La plaza consistorial, instantes antes del chupinazo. /TVE

El confeti ha cubierto la fachada del Ayuntamiento. /TVE

Los mozos cantan antes de atarse el pañuelo de fiestas. /TVE
"Pamploneses, pamplonesas, ¡Viva San Fermín, gora San Fermín!. Han sido las palabras de la alcaldesa de Pamplona, Yolanda Barcina, desde el balcón central de la Casa Consistorial al prender la mecha del cohete que ha abierto este mediodía las multitudinaria fiestas de la capital navarra.
Barcina, que ha lanzado su segundo 'chupinazo', ha elevado la voz ante las miles de personas congregadas en la plaza consistorial y en las calles de alrededor, así como en otros puntos de la ciudad, la Plaza del Castillo o el Paseo de Sarasate, donde se han instalado pantallas gigantes de televisión para seguir el chupinazo sin las aglomeraciones del centro neurálgico.
Con un día soleado y buena temperatura, los miles de asistentes al lanzamiento del cohete han esperado la hora vestidos de blanco, con el pañuelo rojo en alto y dirigido hacia la fachada del Ayuntamiento, entre gritos, bajo el lanzamiento de litros de champán, los confetis blancos y rojos disparados desde la Casa Consistorial y entre empujones.

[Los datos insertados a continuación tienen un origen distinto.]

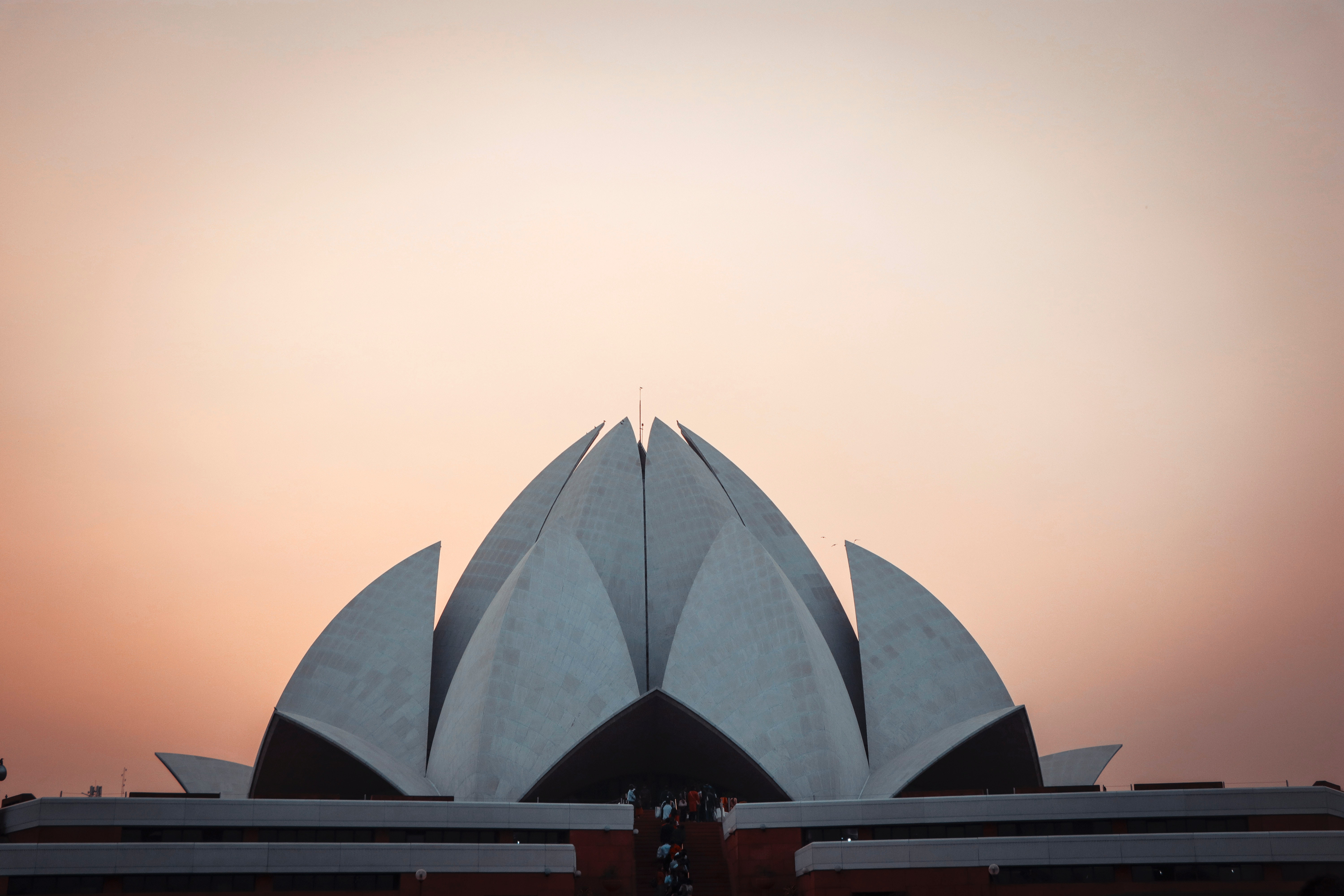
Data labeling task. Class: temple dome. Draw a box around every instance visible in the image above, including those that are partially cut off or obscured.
[237,419,1118,801]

La tensión se ha multiplicado cuando Yolanda Barcina ha salido al balcón, saludó y ha prendido la mecha. La alegría ha explotado en las calles de la ciudad. Minuntos antes, el concejal de ANV en el Ayuntamiento pamplonés Mikel Gastesi ha intentado salir a un balcón del Consistorio para colgar la 'ikurriña' pero ha sido desalojado por agentes de la Policía Municipal.
Tras el 'chupinazo' lanzado por Barcina, los concejales pamploneses han ido prendiendo sucesivos cohetes, anunciando la salida de la banda de gaiteros del Ayuntamiento que, como todos los años, se abre paso en la plaza entre la multitud.
Como ya es habitual el día del 'chupinazo' agentes de la Policía Foral y Policía Municipal han requisado, en los accesos al casco antiguo, huevos, harina, ketchup y demás productos que los más jóvenes utilizan para tirarse entre ellos.
Con el 'pañuelico' rojo ya anudado al cuello, los pamploneses y visitantes se adentran en nueve días de fiesta y desenfreno. Mañana será el día grande, festividad de San Fermín, y tendrá lugar la procesión en honor al santo por las calles del casco antiguo de la ciudad.